包公向着陈州官员正色道:“在下嫉恶如仇,替天行道,你这狗贼不死,如何谢天下人!”
他从袖内拿出令箭扔下:“杀!”
李元孝这时慌了手脚,他挥出一掌就切向展昭。
但论武功,他怎及展昭,三招过后,展昭用竹柄一敲,就将他打翻在地,跟着一脚就踏在李元孝背上。
“包大人饶命,小的以后改过自新,不敢作恶了!”李元孝哀求。
包公别过脸去:“展昭!”
好个展昭,将手上长竹,就当铁矛一样,朝着李元孝的心窝部位,狠狠的刺进去。
“哎唷!”李元孝惨呼一声,那长竹由他背心刺入,由前胸透出,将他牢牢钉在竹台上。
密室内众人,莫不胆颤心惊。
李元孝血如泉涌,展昭怕他不死,又多拿一根削尖的利竹,再从他头际刺入。
“鸣…”李元孝身子抖了两抖,一命呜呼。
那竹中心是空的,刺进人体,血流得特多特快,片刻间,竹地上都是血。
李府四个家丁,吓得跪倒:“包大人饶命,小的都是国舅爷差遣的!”
包公叫他们二写下李元孝作恶的事,四人列出四十多项,包公要他们画了押,才赶他们走:“叫国舅府的人来收尸吧!”

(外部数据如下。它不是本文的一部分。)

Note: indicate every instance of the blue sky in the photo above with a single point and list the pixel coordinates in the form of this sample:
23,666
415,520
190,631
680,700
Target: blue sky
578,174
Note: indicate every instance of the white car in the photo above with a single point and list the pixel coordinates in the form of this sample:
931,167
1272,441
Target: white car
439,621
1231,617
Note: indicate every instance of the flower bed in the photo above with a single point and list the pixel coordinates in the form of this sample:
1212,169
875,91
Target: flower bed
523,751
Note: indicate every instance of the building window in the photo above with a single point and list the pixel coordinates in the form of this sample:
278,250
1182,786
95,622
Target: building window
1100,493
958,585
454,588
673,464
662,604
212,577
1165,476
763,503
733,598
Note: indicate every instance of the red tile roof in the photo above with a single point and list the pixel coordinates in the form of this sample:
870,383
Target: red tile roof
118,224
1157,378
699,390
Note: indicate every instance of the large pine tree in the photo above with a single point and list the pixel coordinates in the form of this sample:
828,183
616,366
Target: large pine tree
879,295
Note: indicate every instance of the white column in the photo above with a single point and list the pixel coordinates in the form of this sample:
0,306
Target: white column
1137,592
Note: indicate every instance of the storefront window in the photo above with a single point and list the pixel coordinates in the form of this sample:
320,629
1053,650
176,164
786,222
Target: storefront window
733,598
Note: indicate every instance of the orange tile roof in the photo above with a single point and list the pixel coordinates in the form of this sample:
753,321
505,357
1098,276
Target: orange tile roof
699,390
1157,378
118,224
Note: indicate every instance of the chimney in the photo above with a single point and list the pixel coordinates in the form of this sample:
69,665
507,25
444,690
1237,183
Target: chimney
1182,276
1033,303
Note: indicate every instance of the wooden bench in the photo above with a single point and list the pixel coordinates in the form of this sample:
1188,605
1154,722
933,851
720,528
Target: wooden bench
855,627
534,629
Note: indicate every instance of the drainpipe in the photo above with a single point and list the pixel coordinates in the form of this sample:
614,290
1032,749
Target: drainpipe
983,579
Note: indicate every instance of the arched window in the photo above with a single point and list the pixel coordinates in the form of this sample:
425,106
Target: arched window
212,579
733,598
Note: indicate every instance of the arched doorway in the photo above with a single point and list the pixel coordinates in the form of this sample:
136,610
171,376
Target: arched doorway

想不到李元孝的家人,知道他伏法后,纷纷挟带走了,竟无人收尸。
包公回到陈州府衙,修表上奏仁宗皇帝,之后,接见了杨维康:“李元孝已死,你可以找寻你妹尸骨,带返乡安葬!”
杨维康叩谢了包公,他找到从李家逃出来的秋秀,耕田打猎归隐。
该夜,包公梦中,见到两个女的游魂来叩谢,一个是姚雪娥,另一个是杨楚绿。